Prolific cyber-espionage group uses polymorphic malware in targeted phishing emails, making threats more difficult to defend against

The Cloud Atlas threat group has added shape-shifting attack tools to its arsenal in recent months as it conducts targeted phishing attacks on high-profile targets including industrial and government entities, researchers have said.

The software aims to steal system information, as well as passwords and all recently modified text, PDF, and Microsoft Excel and Word documents.

The group, also known as Inception, has been active for at least five years and continues to use the same modular backdoor tool that has been serving it since 2014, Kaspersky Lab said.

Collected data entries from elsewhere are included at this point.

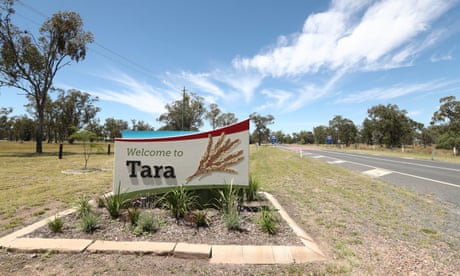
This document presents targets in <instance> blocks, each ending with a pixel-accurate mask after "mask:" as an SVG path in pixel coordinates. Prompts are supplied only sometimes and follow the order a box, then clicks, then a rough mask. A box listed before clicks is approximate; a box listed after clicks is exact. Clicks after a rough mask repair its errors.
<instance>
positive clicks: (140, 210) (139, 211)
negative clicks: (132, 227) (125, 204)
mask: <svg viewBox="0 0 460 276" xmlns="http://www.w3.org/2000/svg"><path fill="white" fill-rule="evenodd" d="M128 215H129V220H130V222H131V225H137V224H138V222H139V217H140V215H141V210H140V209H139V208H137V207H130V208H128Z"/></svg>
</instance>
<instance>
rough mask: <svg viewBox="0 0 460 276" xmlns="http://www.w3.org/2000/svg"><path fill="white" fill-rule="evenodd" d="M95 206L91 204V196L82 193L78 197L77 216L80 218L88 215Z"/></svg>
mask: <svg viewBox="0 0 460 276" xmlns="http://www.w3.org/2000/svg"><path fill="white" fill-rule="evenodd" d="M92 209H93V206H91V203H90V202H89V198H88V197H86V196H84V195H82V196H80V198H79V199H78V202H77V216H78V217H79V218H82V217H84V216H86V215H87V214H89V213H92V211H93V210H92Z"/></svg>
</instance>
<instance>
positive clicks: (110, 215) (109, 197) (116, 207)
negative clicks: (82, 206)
mask: <svg viewBox="0 0 460 276" xmlns="http://www.w3.org/2000/svg"><path fill="white" fill-rule="evenodd" d="M104 199H105V208H106V209H107V211H108V212H109V214H110V217H111V218H113V219H117V218H119V217H120V216H121V209H122V208H124V207H126V205H128V203H129V202H130V201H129V199H128V198H127V197H126V196H125V195H124V194H122V193H120V185H118V190H117V192H116V193H115V194H111V195H109V196H106V195H104Z"/></svg>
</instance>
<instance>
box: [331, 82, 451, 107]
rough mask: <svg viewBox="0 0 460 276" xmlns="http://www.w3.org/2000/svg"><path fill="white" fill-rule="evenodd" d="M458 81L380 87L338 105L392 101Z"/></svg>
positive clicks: (436, 89)
mask: <svg viewBox="0 0 460 276" xmlns="http://www.w3.org/2000/svg"><path fill="white" fill-rule="evenodd" d="M454 83H458V81H445V80H435V81H430V82H424V83H414V84H398V85H394V86H392V87H389V88H387V87H379V88H373V89H369V90H365V91H359V92H356V93H352V94H349V95H345V96H343V97H341V98H340V99H339V100H337V101H336V103H348V104H349V103H362V102H366V101H371V100H391V99H395V98H399V97H402V96H405V95H409V94H415V93H427V92H431V91H436V90H439V89H443V88H445V87H448V86H449V85H451V84H454Z"/></svg>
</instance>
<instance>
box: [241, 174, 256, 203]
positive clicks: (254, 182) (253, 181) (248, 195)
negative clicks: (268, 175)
mask: <svg viewBox="0 0 460 276" xmlns="http://www.w3.org/2000/svg"><path fill="white" fill-rule="evenodd" d="M259 187H260V184H259V180H258V179H257V178H255V177H254V176H252V175H251V177H250V178H249V186H248V187H247V188H245V190H244V191H245V194H246V200H247V201H255V200H257V192H258V191H259Z"/></svg>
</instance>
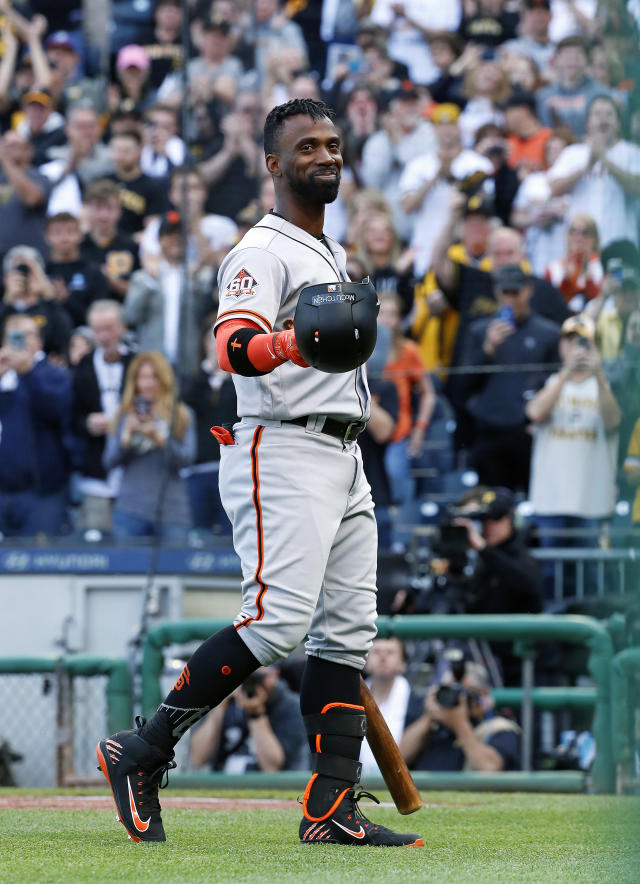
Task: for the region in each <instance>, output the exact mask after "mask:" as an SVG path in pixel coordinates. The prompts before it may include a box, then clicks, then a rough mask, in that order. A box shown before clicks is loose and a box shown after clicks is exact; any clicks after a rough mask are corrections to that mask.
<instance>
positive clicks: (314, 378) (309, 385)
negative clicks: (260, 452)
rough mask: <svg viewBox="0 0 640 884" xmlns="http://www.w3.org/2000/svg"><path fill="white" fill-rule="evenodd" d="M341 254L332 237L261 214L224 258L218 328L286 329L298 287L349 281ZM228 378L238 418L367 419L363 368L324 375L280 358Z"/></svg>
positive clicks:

But earlier this year it began using two polymorphic tools aimed at bypassing users’ defences in order to execute a document-stealing VBS implant called PowerShower.

Kaspersky Lab
Kaspersky Lab

Anti-forensics tools

Previously the attackers dropped PowerShower directly onto targeted systems, but using the new polymorphic HTML application (HTA) and VBS implant makes the attacks more difficult to defend against.

That’s because both tools continually change their characteristics, allowing them to get around signature-based defence systems.

Cloud Atlas’ more recent attacks use targeted phishing emails that, in the case of a successful infection, first download the remote HTML app, which gathers information about the system.

The app then downloads VBShower, which attempts to erase evidence of the presence of malware in the system.  VBShower is also capable of downloading either PowerShower or Cloud Atlas’ other long-standing second-stage backdoor.

“During its recent campaigns, Cloud Atlas used a new ‘polymorphic’ infection chain relying no more on PowerShower directly after infection, but executing a polymorphic HTA hosted on a remote server, which is used to drop three different files on the local system,” Kaspersky said in its advisory.

‘Massive’ campaigns

The company said Cloud Atlas remains “very prolific” in Eastern Europe and Central Asia, with attacks caried out mainly in Russia, Central Asia and independent regions of Ukraine.

“The actor’s massive spear-phishing campaigns continue to use its simple but effective methods in order to compromise its targets,” the firm said.

More interestingly, this intrusion set hasn’t changed its modular backdoor, even five years after its discovery.”

Kaspersky said firms should defend against shape-changing tools by using security systems capable of fending off attacks regardless of the specific means used.

The company said staff should also be educated to recognise potentially harmful emails.